Greetings.
--
Victor Y. Yegorov
I have a partitioned table, that can be reproduced the following way:
CREATE TABLE ara (
ara_id int4,
name varchar(11),
run_id int4,
set_id int4,
created_at timestamp,
CONSTRAINT p_ara PRIMARY KEY (ara_id)
);
DO $partition$
DECLARE
_tab text;
_mon timestamp;
BEGIN
FOR _mon IN
SELECT * FROM generate_series('2013-10-01'::timestamp, date_trunc('mon',now()+interval'2mon'),interval'1mon') s(dt)
LOOP
_tab:='ara_'||to_char(_mon, 'YYYYMM');
RAISE NOTICE '..oO( Creating % )', _tab;
EXECUTE format($$CREATE TABLE %I (CONSTRAINT c_ara_partition CHECK (created_at >= %L AND created_at < %L)) INHERITS (ara)$$,
_tab, _mon, (_mon+interval'1mon'));
EXECUTE format($$CREATE UNIQUE INDEX p_%s ON %I(ara_id)$$, _tab, _tab);
EXECUTE format($$CREATE INDEX i_%s_name ON %I(name)$$, _tab, _tab);
EXECUTE format($$CREATE INDEX i_%s_run_and_name ON %I(run_id,name)$$, _tab, _tab);
END LOOP;
END;
$partition$;
Now, if I check plan for this query:
EXPLAIN SELECT * FROM ara
WHERE ara.created_at
BETWEEN (current_timestamp-interval'90 days')::timestamp
AND (current_timestamp)::timestamp;
I can see that all partitions are considered by the planner.
If I replace the interval _expression_ with constant, like this:
EXPLAIN SELECT * FROM ara
WHERE ara.created_at
BETWEEN '2014-02-20'::timestamp
AND (current_timestamp)::timestamp;
then partition pruning kicks in and skips outdated partitions.
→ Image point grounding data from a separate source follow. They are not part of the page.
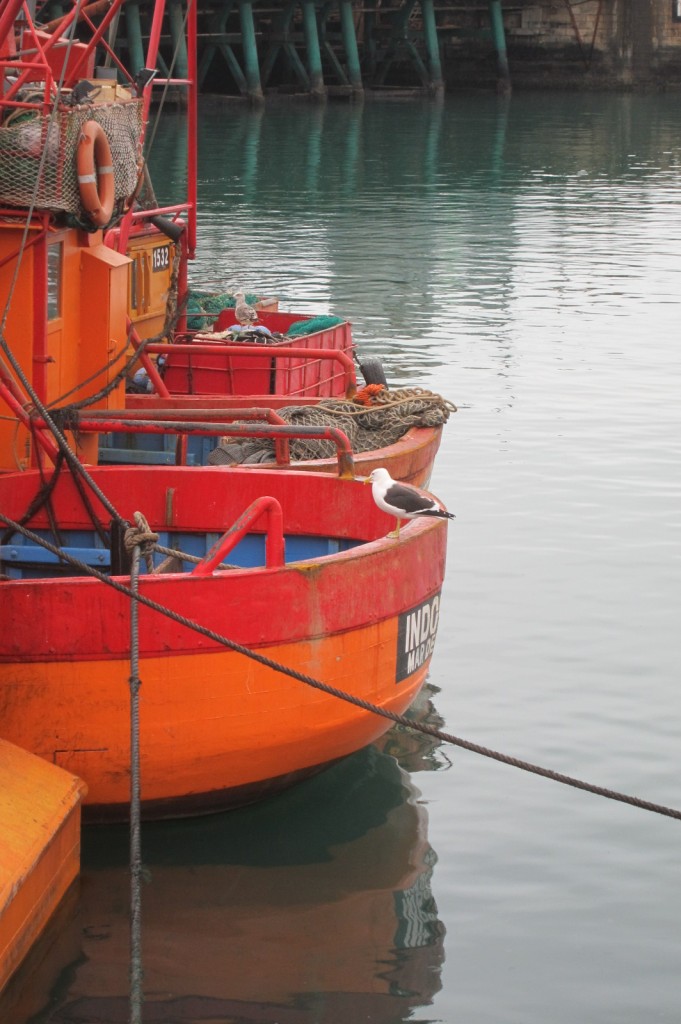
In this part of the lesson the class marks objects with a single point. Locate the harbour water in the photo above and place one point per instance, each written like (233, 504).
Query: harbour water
(521, 257)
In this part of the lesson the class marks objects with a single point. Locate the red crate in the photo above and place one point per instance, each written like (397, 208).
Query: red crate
(263, 375)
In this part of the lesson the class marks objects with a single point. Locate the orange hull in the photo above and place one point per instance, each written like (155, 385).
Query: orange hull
(39, 849)
(218, 728)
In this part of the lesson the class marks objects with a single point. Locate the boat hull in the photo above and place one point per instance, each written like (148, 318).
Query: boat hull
(410, 459)
(218, 728)
(40, 814)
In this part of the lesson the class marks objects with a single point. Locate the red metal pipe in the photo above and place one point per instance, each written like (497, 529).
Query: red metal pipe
(205, 429)
(8, 16)
(273, 537)
(147, 364)
(197, 416)
(193, 127)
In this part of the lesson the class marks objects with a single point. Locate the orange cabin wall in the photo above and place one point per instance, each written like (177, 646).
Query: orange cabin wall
(58, 353)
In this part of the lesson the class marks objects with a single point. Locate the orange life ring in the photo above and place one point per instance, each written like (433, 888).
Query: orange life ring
(95, 173)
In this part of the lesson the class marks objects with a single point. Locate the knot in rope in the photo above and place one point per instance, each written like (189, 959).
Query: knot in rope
(140, 536)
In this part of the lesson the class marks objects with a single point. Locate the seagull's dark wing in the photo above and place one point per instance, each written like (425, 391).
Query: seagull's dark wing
(408, 500)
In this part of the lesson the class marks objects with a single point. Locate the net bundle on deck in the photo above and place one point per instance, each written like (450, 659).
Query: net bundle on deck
(383, 423)
(38, 154)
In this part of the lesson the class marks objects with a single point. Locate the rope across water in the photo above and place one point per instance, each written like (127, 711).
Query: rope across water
(448, 737)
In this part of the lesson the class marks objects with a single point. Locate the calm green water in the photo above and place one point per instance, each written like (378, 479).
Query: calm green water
(522, 258)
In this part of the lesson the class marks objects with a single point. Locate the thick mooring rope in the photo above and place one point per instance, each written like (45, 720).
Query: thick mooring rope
(368, 427)
(448, 737)
(136, 994)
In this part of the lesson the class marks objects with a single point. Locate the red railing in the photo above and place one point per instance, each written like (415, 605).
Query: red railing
(264, 506)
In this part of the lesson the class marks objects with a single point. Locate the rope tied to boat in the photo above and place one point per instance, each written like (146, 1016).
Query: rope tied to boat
(142, 537)
(382, 423)
(646, 805)
(136, 975)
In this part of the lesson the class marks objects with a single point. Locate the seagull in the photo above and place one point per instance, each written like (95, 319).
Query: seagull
(401, 500)
(244, 313)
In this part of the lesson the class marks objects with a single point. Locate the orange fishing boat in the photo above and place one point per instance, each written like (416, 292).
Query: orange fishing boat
(39, 849)
(313, 585)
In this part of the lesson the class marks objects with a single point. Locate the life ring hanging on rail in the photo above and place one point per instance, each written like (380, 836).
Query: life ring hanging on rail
(95, 173)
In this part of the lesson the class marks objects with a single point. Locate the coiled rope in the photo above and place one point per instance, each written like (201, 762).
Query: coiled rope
(316, 684)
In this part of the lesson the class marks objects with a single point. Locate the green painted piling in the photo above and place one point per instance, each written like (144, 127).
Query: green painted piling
(134, 33)
(350, 45)
(435, 83)
(312, 48)
(176, 15)
(499, 36)
(251, 66)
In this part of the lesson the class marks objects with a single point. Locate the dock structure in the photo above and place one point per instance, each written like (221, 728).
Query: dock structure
(314, 47)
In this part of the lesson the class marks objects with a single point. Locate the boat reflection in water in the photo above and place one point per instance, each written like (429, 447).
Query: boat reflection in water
(315, 906)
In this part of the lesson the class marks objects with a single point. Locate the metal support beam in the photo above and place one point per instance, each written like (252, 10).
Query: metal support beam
(350, 44)
(312, 47)
(499, 36)
(134, 34)
(251, 66)
(176, 16)
(432, 46)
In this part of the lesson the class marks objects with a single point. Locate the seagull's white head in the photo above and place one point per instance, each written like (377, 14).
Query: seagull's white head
(379, 475)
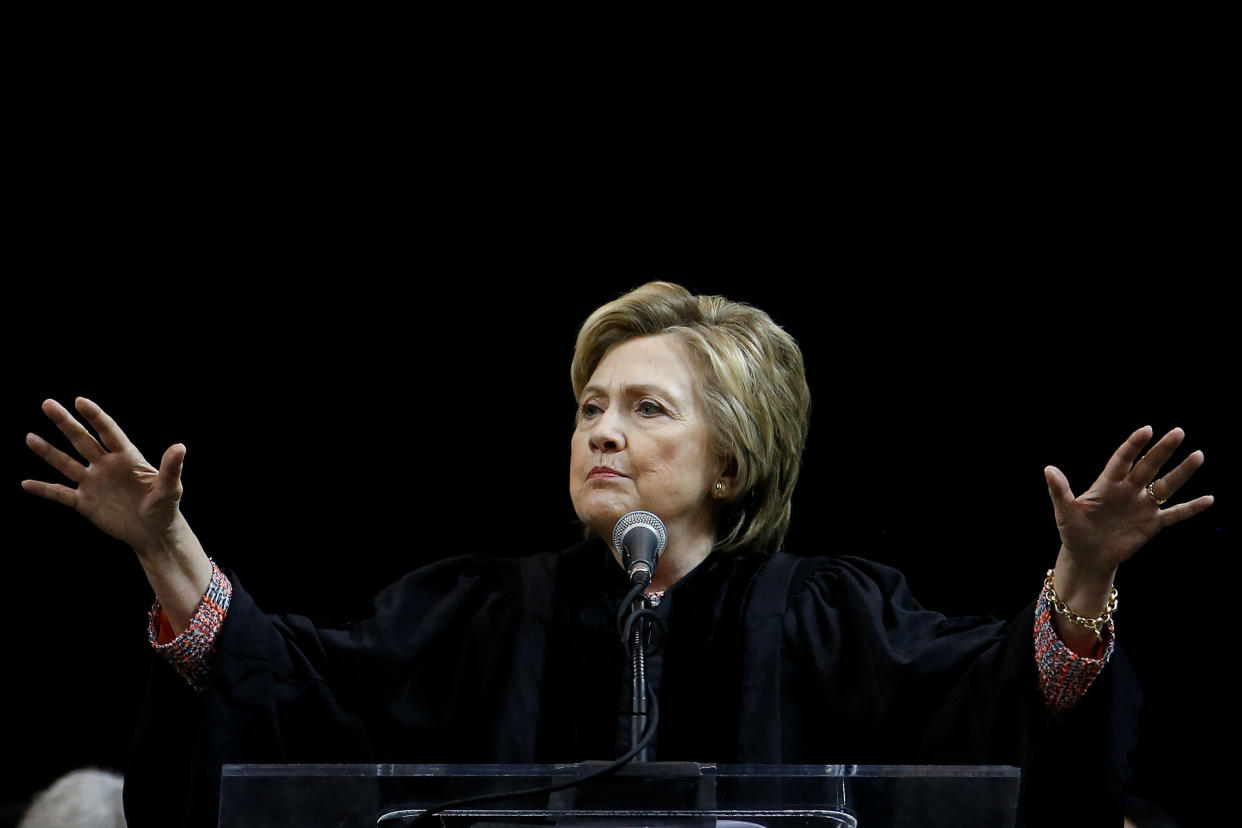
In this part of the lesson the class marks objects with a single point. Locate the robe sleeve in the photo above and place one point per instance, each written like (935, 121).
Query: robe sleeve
(896, 683)
(396, 687)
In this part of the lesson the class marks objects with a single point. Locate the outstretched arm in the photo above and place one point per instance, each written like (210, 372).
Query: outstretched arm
(129, 499)
(1107, 524)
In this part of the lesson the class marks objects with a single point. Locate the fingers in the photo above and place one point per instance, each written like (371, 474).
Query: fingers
(1123, 458)
(1168, 486)
(82, 440)
(109, 432)
(1058, 489)
(52, 492)
(1150, 463)
(170, 469)
(1183, 510)
(56, 458)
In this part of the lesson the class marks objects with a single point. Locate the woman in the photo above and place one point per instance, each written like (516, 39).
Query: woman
(696, 409)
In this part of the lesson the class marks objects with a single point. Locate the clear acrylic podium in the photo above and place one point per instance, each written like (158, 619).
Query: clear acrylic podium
(642, 793)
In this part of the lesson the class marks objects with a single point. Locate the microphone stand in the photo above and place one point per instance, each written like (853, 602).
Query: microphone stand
(639, 672)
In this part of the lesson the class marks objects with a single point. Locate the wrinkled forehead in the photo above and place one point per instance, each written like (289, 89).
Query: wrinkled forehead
(661, 361)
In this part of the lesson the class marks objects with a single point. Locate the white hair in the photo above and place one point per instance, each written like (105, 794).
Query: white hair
(87, 798)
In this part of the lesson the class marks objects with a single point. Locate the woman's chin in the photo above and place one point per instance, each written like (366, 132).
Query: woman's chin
(600, 518)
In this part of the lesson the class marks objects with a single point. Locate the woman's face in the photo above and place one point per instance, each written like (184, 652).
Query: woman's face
(643, 441)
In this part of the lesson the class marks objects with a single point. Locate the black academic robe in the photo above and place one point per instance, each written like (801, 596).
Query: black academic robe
(768, 659)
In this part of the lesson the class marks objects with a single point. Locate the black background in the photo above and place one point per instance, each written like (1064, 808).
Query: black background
(350, 281)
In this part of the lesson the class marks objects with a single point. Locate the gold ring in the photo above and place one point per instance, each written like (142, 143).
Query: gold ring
(1151, 494)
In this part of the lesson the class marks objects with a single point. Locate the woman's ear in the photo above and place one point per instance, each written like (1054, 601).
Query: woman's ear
(727, 482)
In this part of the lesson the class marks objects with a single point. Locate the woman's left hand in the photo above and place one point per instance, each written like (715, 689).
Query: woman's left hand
(1104, 525)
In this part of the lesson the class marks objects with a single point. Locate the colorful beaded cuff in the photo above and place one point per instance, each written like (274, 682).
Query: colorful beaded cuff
(190, 652)
(1065, 675)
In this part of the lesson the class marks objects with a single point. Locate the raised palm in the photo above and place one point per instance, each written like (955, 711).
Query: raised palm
(117, 489)
(1104, 525)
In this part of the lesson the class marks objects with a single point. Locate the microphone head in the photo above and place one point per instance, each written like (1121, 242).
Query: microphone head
(635, 519)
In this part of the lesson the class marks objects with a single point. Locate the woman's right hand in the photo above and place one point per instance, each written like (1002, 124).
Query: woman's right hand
(117, 489)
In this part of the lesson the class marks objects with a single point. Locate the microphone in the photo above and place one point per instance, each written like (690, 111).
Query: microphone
(641, 538)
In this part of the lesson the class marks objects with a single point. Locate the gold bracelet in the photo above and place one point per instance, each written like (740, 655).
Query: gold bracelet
(1094, 625)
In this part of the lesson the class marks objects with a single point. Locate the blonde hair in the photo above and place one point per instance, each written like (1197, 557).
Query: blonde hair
(753, 382)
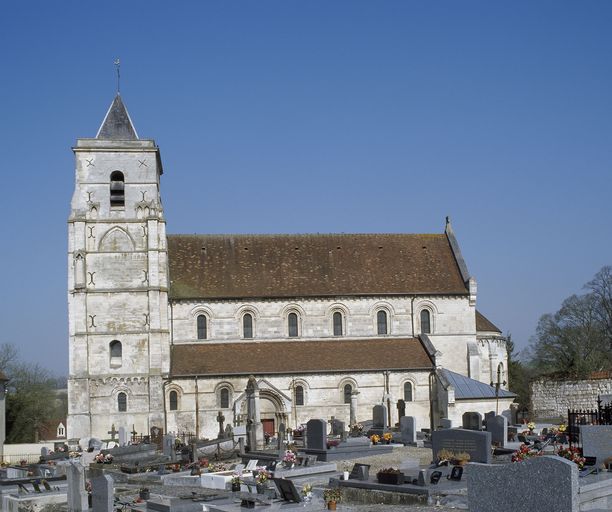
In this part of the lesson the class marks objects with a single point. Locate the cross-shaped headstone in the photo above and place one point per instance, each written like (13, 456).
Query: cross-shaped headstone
(220, 420)
(113, 432)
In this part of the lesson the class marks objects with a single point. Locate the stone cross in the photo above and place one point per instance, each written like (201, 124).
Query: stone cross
(113, 432)
(77, 496)
(220, 420)
(353, 411)
(401, 409)
(102, 493)
(255, 435)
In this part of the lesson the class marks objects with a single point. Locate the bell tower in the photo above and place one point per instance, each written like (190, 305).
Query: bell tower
(117, 282)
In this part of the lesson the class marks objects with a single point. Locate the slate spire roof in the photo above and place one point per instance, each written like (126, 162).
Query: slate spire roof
(117, 124)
The same happens for the future-dated partitions if I use a constant timestamp for the upper limit.
`constraint_exclusion` is default: partition
This happens on 9.1.13, but I get the same plans also on 9.3.4.
How can I enforce pruning to kick in for the initial expressions?